Analgesiche evoluzioni

La rivista Science “svela” il segreto di un insolito roditore in grado di nutrirsi di scorpioni velenosi.

La capacità di percepire dolore è comune negli animali e rappresenta un modo per rilevare la presenza di potenziali fonti di danni ai tessuti, quali ad esempio le alte temperature e l’esposizione a sostanze chimiche pericolose. Per questo motivo, solo pochi viventi, tra cui la talpa nuda Heterocephalus glaber, sono divenuti “immuni” al dolore, nel senso di non percepire stimoli dolorosi. 

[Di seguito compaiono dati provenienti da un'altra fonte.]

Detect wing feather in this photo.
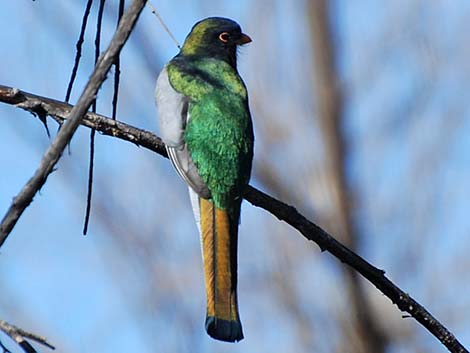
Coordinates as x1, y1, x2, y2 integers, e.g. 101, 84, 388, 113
155, 67, 211, 199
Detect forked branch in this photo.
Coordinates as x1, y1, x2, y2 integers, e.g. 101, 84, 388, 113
0, 85, 468, 353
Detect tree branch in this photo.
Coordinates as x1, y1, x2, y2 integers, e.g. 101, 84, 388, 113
0, 0, 146, 246
0, 320, 55, 353
0, 85, 469, 353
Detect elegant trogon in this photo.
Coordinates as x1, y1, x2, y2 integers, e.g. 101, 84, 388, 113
156, 17, 254, 342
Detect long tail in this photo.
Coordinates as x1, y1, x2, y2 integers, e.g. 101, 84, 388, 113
192, 195, 243, 342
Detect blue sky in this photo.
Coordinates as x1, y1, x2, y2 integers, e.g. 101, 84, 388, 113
0, 0, 470, 352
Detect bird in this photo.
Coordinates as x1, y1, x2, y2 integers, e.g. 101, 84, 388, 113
155, 17, 254, 342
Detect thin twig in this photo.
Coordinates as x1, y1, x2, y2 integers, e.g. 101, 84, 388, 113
147, 1, 181, 49
0, 320, 55, 353
83, 0, 107, 235
0, 85, 469, 353
112, 0, 125, 120
0, 0, 146, 246
65, 0, 93, 102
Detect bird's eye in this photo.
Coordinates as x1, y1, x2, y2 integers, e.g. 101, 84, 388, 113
219, 32, 230, 43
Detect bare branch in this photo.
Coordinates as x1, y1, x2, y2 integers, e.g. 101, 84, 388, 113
0, 320, 55, 353
0, 0, 146, 246
0, 85, 469, 353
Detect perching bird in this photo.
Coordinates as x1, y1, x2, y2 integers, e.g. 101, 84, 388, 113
156, 17, 254, 342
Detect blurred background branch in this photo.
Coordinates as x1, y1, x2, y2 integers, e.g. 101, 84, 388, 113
0, 0, 470, 353
0, 85, 467, 353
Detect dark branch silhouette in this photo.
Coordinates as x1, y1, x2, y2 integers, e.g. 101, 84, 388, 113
0, 85, 468, 353
0, 320, 55, 353
0, 0, 146, 246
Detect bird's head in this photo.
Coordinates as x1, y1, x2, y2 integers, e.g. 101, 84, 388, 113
181, 17, 251, 67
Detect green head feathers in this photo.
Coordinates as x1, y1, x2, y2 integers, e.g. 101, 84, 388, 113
180, 17, 251, 67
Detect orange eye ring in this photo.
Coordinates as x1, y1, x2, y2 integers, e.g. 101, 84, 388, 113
219, 32, 230, 43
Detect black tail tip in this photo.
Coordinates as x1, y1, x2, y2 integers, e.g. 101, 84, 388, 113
206, 316, 243, 342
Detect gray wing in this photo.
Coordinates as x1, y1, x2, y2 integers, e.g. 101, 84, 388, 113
155, 67, 211, 199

Data la necessità di avere un processo sensoriale che rilevi attivamente le sensazioni di dolore, alcuni viventi hanno acquisito nel corso dell’evoluzione la capacità di produrre veleni, in grado di indurre dolore nei predatori così da utilizzare il veleno come deterrente. Un esempio è dato dagli scorpioni della specie Centruroides sculpturatus il cui veleno provoca una immediate e intensa sensazione di dolore.

Sulla base di questi presupposti potremmo quindi pensare che questi scorpioni non vengano cacciati, ma commetteremmo uno sbaglio poiché è noto che il topo delle cavallette Onychomys torridus si nutre abitualmente di questi scorpioni anche se durante la cattura viene ripetutamente punto. Qual è il suo segreto?

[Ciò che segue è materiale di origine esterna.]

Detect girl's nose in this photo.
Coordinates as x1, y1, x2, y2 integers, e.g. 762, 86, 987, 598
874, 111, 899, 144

Una risposta a questo quesito è stata pubblicata sulla rivista Science dal gruppo di ricerca coordinato da Ashlee H. Rowe presso l’Università del Texas. Secondo quanto dimostrato da Rowe, il veleno di Centruroides induce uno stimolo doloroso attivando i canali sodio voltaggio dipendenti di tipo Nav1.7, mentre non sia ha alcun legame ai canali Nav1.8. Nel topo delle cavallette, alcune mutazioni hanno reso i canali Nav1.8 in grado di legare la tossina, senza che però venga attivata alcuna sensazione di dolore. In questo caso quindi una mutazione ha fatto sì che un canale sodio che non sarebbe il naturale target della tossina venga invece legato dalla tossina senza che sia attivata la risposta tipica per la tossina. Questo significa che il predatore, sebbene punto, non avverte alcun azione deterrente operata dalla tossina e continua a cacciare una preda che a questo punto è incapace di usare quella che per molto tempo è stata la sua arma migliore per difendersi.

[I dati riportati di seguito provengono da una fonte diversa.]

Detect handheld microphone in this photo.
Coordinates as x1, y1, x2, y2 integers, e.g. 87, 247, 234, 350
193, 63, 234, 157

Sebbene alcuni sostengano che lo studio dell’evoluzione sia meno utile di altri ambiti di ricerca, è interessante notare come da questa ricerca possano derivare nuovi strumenti per migliorare le terapie del dolore. A tale proposito, il topo delle cavallette rappresenta una vera e propria novità anche rispetto alla più studiata talpa nuda, in cui lo stimolo doloroso (ad esempio indotto da acidi) è inibito grazie a mutazioni su canali sodio di tipo Nav1.7.
Sebbene fondamentale per la maggior parte degli animali, anche la percezione del dolore è stata quindi più volte modificata in alcune specie per favorirne la sopravvivenza, tanto che il fattore limitante fosse dato da un ambiente sotterraneo ostile (come nel caso della talpa nuda) o da una preda poco desiderosa di essere cacciata. L’evoluzione sembra quindi aver percorso anche vie decisamente inaspettate e forse è anche per questo che mi piace!